Through the eye Morgan hadn't closed, she looked flattened, like a coin, her skin flushed and her hair faintly damp after a workout, so lovely David wanted to fall against her, blend with her--disappear. Only, it would hurt now to touch or be touched. And, unlike some teachers he knew, his policy was to take whatever he felt for a student--the erotic electricity that sometimes arose--and transform it into harder teaching, more time spent on giving them their money's worth. Besides, he was always broke; his street clothes were old enough to be in elementary school: a 30-year-old man no better educated than Toughie or Mark, who'd concentrated on shop in high school. Elizabeth was another story: a working mother, a secretary on the staff at the University of Illinois at Chicago, surrounded all day by professors who looked young enough to be graduate students. A job sweet as this, from David's level, seemed high-toned and secure. What could he offer Elizabeth? Anyway, this might be the last night he saw her, if she left with the others, and who could blame her? He studied her hair, how it fell onyx-black and abundant, like some kind of blessing over and under her collar, which forced Elizabeth into the unconscious habit of tilting her head just so and flicking it back with her fingers, a gesture of such natural grace it made his chest ache. She was so much lovelier than she knew. To his surprise, a line from Psalms came to him, "I will praise thee, for I am fearfully and wonderfully made." Whoever wrote that, he thought, meant it for her.
He looked away. "Go on home."
"We're having class on Thursday?"
"You paid until the end of the month, didn't you?"
"I paid for six months, remember?"
He did--she was literally the one who kept the light bill paid. "Then we'll have class."
All that night and half the next day David stayed horizontal, hating Morgan. Hating himself more. It took him hours to stop shaking. That night it rained. He fended off sleep, listening to the patter with his full attention, hoping its music might have something to tell him. Twice he belched up blood, then a paste of phlegm and hamburger pulp. Jesus, he thought, distantly, I'm sick. By nightfall, he was able to sit awhile and take a little soup, but he could not stand. Both his legs ballooned so tightly in his trousers he had to cut the cloth with scissors and peel it off like strips of bacon. Parts of his body were burning, refusing to obey him.

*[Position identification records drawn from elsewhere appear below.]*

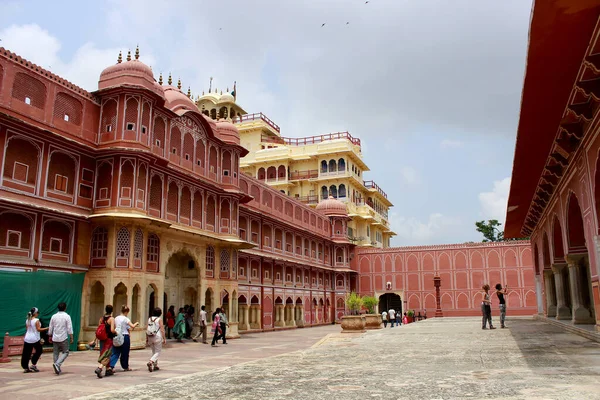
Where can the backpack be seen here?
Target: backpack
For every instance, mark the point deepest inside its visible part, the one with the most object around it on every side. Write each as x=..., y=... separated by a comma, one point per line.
x=119, y=339
x=153, y=327
x=101, y=331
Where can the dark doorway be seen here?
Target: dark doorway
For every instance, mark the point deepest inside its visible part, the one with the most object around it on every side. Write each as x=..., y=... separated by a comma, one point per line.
x=390, y=301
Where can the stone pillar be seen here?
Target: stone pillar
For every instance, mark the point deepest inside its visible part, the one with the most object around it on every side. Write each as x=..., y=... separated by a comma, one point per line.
x=580, y=312
x=562, y=309
x=255, y=321
x=550, y=294
x=300, y=316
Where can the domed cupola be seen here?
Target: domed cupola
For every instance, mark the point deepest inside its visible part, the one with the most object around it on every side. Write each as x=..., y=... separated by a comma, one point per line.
x=129, y=73
x=332, y=208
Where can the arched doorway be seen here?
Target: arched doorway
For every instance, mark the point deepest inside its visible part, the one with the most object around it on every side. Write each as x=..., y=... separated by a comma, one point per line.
x=388, y=301
x=582, y=307
x=181, y=280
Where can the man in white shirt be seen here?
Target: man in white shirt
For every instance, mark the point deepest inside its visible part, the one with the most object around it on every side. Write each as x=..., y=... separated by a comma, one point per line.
x=202, y=330
x=60, y=332
x=392, y=314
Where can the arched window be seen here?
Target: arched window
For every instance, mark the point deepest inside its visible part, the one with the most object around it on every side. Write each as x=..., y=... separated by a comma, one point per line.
x=123, y=240
x=210, y=260
x=323, y=166
x=332, y=166
x=333, y=191
x=99, y=248
x=152, y=253
x=138, y=248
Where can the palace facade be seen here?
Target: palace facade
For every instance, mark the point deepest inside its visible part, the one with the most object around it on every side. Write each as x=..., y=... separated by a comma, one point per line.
x=555, y=189
x=141, y=189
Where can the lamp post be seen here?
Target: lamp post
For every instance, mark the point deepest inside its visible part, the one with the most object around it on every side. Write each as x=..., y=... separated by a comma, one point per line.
x=437, y=283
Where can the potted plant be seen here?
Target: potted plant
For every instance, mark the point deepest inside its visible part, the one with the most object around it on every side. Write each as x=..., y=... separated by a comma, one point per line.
x=354, y=322
x=372, y=320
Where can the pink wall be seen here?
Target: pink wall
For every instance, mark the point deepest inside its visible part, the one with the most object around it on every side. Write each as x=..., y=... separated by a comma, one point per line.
x=463, y=268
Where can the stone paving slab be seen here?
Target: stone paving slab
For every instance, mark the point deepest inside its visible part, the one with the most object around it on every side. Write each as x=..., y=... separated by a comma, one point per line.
x=176, y=360
x=449, y=358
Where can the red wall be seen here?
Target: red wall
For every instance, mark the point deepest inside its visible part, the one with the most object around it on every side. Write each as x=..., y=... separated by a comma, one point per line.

He reached into his desk drawer for Morgan's application and saw straightaway that Ed Morgan couldn't spell. David smiled ruefully, looking for more faults. Morgan listed his address in Skokie, his occupation as a merchant marine, and provided no next of kin to call in case of emergencies.
That was all, and David for the life of him could not see that night, or the following morning, how he could face anyone in the studio again. Painfully, he remembered his promotion a year earlier. His teacher had held a ceremonial Buddhist candle, the only light in his darkened living room in a house near the Mission District barely bigger than a shed. David, kneeling, held a candle, too. "The light that was given to me," said his teacher, repeating an invocation two centuries old, "I now give to you." He touched his flame to the wick of David's candle, passing the light, and David's eyes burned with tears. For the first time in his life, he felt connected to cultures and people he'd never seen-- to traditions larger than himself.
His high school instructors had dismissed him as unteachable. Were they right? David wondered. Was he made of wood too flimsy ever to amount to anything? Suddenly, he hated those teachers, as well as the ones at Elizabeth's school, but only for a time, hatred being so sharp an emotion, like the business end of a bali-song knife, he could never hang on to it for long--perhaps that was why he failed as a fighter--and soon he felt nothing, only numbness. As from a great distance, he watched himself spongebathe in the sink, dress himself slowly and prepare for Thursday's class, the actions previously fueled by desire, by concern over consequences, by fear of outcome, replaced now by something he could not properly name, as if a costly operation once powered by coal had reverted overnight to the water wheel.
When six o'clock came and only Mark, Wendell and Elizabeth showed, David telephoned a few students, learning from parents, roommates and live-in lovers that none were home. With Morgan, he suspected. So that's who he called next.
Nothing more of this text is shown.